European online retailers will reap 103 billion euros by 2006

Online shopping is increasing at a staggering rate, but retailers must target the right products and markets in order to succeed
Written by Wendy McAuliffe, Contributor

European online shopping doubled in 2000, but a new report from Forrester Research warns that retailers must now focus on targeting the right products and markets in order to reap the benefits of a market that is predicted to reach 103 billion euros in gross profits by 2006.

Contrary to expectations, the dot-com crash has not eroded consumer confidence in e-commerce. In the past six months, the share of Europeans online grew by 20 percent from the previous six months. Thirty two percent of Europe's population over the age of 16 is now online. In the UK and Germany, the percentage of consumers online reached 40 percent and 39 percent respectively.

"The longer people are online, the more they spend and the more categories they buy from," said Julia Woodham-Smith, Forrester senior analyst, who authored the report. "Once they have experienced the convenience of online shopping, they are not prepared to give it up."

The Forrester report published on Tuesday found that consumers in their first 12 months online spent an average of 134 euros on their most recent Internet purchase; those online for 13 to 24 months spent 140 euros; and online shoppers with more than 24 months experience spent 176 euros. This trend applies to all European countries.

A concurrent study by Internet retailer LetsBuyIt.com additionally reports that the vast majority of online Europeans have spent over £125 on the Web in the last 12 months -- the UK led the way with an average £200 spend.

But Forrester is warning Europe's larger Internet retailers that in order to succeed, they must target the right product for their country, and compete for a portion of sales in a market that has already become a "dog fight". The study draws attention to online spending patterns that are predicted to mirror offline retail spending more closely once consumers make purchases across more diverse product categories.

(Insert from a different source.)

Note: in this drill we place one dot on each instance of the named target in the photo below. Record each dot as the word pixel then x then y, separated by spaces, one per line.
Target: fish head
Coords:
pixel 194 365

"When consumers start spending online they stick to purchasing low cost and low risk items such as books, but once they gain more confidence they spend according to higher risk categories such as airline tickets," explains Woodham-Smith.

The online grocery market is predicted to be the most lucrative, with 5.8 percent of online grocery shopping in 2006 accounting for more than Europe's entire market for books.

The Forrester report, "Europe's online retail profits," interviewed 50 European retailers about their online selling experiences in 2000. Twenty were pure players, and the remaining 30 were multichannel retailers.